The dance party. Who sets the tone, who’s the DJ, and who attends?

First and foremost, there is the music. My friend Lukas, who regularly fills dance floors and open-air stages, once received a review: “The music was banger – just what we needed! Lukas played songs we requested and some we didn’t know that were perfectly in sync with genres we love. He did an incredible job of keeping our folks on the dance floor – they weren’t afraid to bust out iconic dance moves!“

Picture the party where Lukas is djing: decisions are made beforehand on sounds that are played, whether it is high-pitched disco tunes, effortlessly flowing downtempo, or techno trance. The music determines who wants and can participate. My 79 yo grandmother Ruth certainly doesn’t like attending a rave in Berlin’s famous techno club Berghain. Likewise, my friend Isa (31), a queer trance DJ, won’t feel comfortable joining brass bands in local smalltown family-run restaurants where exclusively men listen to traditional non-electronic music with particularly controversial lyrics.

AI policymaking processes, also, imply political choices through mechanisms of implicit or explicit exclusion that we detect while picking party DJ(s) and venues.

EU AI policy party. Setting the tone, identifying the problem, and deciding who joins.

I question who is hosting, who is invited to frame, and who has agency in this conversation. Who else does the Commission invite to the table besides techies, policymakers, and lawyers? Who stays unpresented during the problem-definition phase? How do multiple contradictory interpretations of policy problems and solutions play together? This policy paradox on definitions of problems and possible solutions isn’t new. It is the fundamentals of such events that define solution spaces and outcomes, and concurrently, these are the most significant political choices made.

I acknowledge that the EU AI Act has some ambiguity regarding the commission’s intended scope, intent, and its goal. Is it the consumer trustworthiness of AI and widespread societal acceptance? Concerns about responsibility versus liability? Incentives to get ahead in the global AI race? Or to push for the deployment of AI systems in public sectors? As I mentioned in my analogy, the scope, intent, and goals, like the music played at a party, decide who should, can, and is empowered to attend.

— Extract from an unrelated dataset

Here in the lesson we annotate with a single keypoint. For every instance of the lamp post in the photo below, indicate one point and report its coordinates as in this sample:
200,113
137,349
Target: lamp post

If I could organise the party, …

… the most critical step is one ahead. On my own, I can’t launch perfect action plans, send out nicely crafted invitation cards, and host the most inclusive dances. Rather, I will invite a range of individuals from science, business, government, society, Isa, and my grandma Ruth to organise the event. I won’t scout DJ ahead, but will instead let a heterogeneous committee decide upon music genres and respective DJs. Starting from scratch will almost certainly imply that the party will take longer to plan and execute. Nevertheless, I am convinced that if we push science, industry, public sector, society, Ruth, and Isa to work in tandem, we will end up with a better, diversified, and resilient set of parties (and policies). 

Ultimately, I urge that AI shouldn’t be „done to society“ by highly expertised committees of techies, but should emerge in deliberate and participatory processes determining which systems are viewed and regarded as valuable by society and which aren’t.